The story of Joseph and Pharaoh in Genesis, the first book of the Bible, is the story of a land grab by a government. During a time of hardship (famine) the Pharaoh buys the land of farmers, making them "slaves" to a 20 percent tax rate. The farmers were allowed to farm the land, but not own it.
Genesis 47:20: So Joseph bought all the land of Egypt for Pharaoh, for all the Egyptians sold their fields, because the famine was severe on them. The land became Pharaoh's. 
21: As for the people, he made servants of them from one end of Egypt to the other. 
23: Then Joseph said to the people, "Behold, I have this day bought you and your land for Pharaoh. Now here is seed for you, and you shall sow the land. 
24: And at the harvests you shall give a fifth to Pharaoh, and four fifths shall be your own, as seed for the field and as food for yourselves and your households, and as food for your little ones."
Ironically, it was stored grain (a form of taxes) that allowed Pharaoh, to take the land. Sound familiar? Bailouts paid during a time of need lead to government control. Had the people stored their own grain instead of paying to Pharaoh during the good years, they might have avoided this fiasco.

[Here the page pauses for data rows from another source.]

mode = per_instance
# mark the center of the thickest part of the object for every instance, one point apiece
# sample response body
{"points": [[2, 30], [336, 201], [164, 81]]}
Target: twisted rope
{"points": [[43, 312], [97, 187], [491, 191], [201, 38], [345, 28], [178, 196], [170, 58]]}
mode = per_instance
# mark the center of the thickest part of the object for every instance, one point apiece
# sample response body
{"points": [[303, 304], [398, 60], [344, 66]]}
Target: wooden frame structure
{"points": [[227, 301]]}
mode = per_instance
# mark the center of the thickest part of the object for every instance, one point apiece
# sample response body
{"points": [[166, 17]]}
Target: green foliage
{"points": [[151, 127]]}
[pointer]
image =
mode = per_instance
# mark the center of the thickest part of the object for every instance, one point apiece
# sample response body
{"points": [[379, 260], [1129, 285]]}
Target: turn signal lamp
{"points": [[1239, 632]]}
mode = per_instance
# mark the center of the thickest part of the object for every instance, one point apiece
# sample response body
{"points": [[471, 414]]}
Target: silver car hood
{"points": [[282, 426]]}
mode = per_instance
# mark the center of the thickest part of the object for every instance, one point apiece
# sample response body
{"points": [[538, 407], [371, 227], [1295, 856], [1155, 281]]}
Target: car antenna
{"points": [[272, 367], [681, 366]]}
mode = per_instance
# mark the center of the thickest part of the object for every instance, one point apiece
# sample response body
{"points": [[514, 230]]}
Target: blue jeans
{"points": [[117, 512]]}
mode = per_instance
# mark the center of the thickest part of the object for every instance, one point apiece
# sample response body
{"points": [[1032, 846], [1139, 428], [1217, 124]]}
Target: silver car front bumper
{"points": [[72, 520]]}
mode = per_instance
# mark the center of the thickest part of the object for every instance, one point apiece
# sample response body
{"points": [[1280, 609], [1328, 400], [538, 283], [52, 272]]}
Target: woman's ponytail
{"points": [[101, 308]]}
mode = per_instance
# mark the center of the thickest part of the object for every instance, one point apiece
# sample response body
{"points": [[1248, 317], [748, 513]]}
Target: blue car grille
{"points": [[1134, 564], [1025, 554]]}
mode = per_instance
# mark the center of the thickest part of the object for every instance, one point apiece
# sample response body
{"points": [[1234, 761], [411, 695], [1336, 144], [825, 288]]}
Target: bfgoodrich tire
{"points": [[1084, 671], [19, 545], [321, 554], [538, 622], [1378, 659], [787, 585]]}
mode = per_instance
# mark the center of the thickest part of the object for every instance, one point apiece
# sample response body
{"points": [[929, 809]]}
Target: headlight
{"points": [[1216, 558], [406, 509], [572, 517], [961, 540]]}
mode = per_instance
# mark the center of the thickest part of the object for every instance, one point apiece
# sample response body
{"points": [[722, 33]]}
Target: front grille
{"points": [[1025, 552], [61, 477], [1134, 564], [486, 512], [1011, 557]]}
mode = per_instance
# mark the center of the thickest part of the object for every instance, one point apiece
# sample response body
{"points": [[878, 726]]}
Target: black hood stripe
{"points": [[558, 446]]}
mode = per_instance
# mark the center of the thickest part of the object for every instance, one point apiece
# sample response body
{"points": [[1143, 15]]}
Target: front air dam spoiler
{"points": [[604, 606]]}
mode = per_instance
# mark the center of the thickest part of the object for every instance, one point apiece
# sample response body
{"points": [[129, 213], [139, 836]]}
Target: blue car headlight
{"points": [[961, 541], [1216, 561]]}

In the Bible, when government takes from you, it seldom ends well. Maybe there is a lesson in that?

Christians are expected to give what their hearts compel them to give, not what a government takes from them. I certainly feel better giving time or money to causes about which I care. I'm not a Christian, but I definitely appreciate the concept that meaningful giving is voluntary. I don't feel great when the government takes anything. The president confuses giving with taxes.
II Corinthians 9:6: The point is this: whoever sows sparingly will also reap sparingly, and whoever sows bountifully will also reap bountifully. 
7: Each one must give as he has made up his mind, not reluctantly or under compulsion, for God loves a cheerful giver. 
8: And God is able to make all grace abound to you, so that having all sufficiency in all things at all times, you may abound in every good work. 
9: As it is written, "He has distributed freely, he has given to the poor; his righteousness endures forever."
As far as I'm concerned, this is all political theatrics. The president, like all politicians, is using faith to suit his goals. I don't like it when Republicans do it. I don't like it when Democrats do it.

In a speech that is overtly political, and misleading, the president does include this:
Now, we can earnestly seek to see these values lived out in our politics and our policies, and we can earnestly disagree on the best way to achieve these values. In the words of C.S. Lewis, "Christianity has not, and does not profess to have a detailed political program. It is meant for all men at all times, and the particular program which suited one place or time would not suit another."
He includes this citation right after talking about taxes and "giving."

I'm not a Christian, and you have no right to make me behave like whatever you imagine a Christian to be. I respect faith, but don't use your faith to justify making me do anything.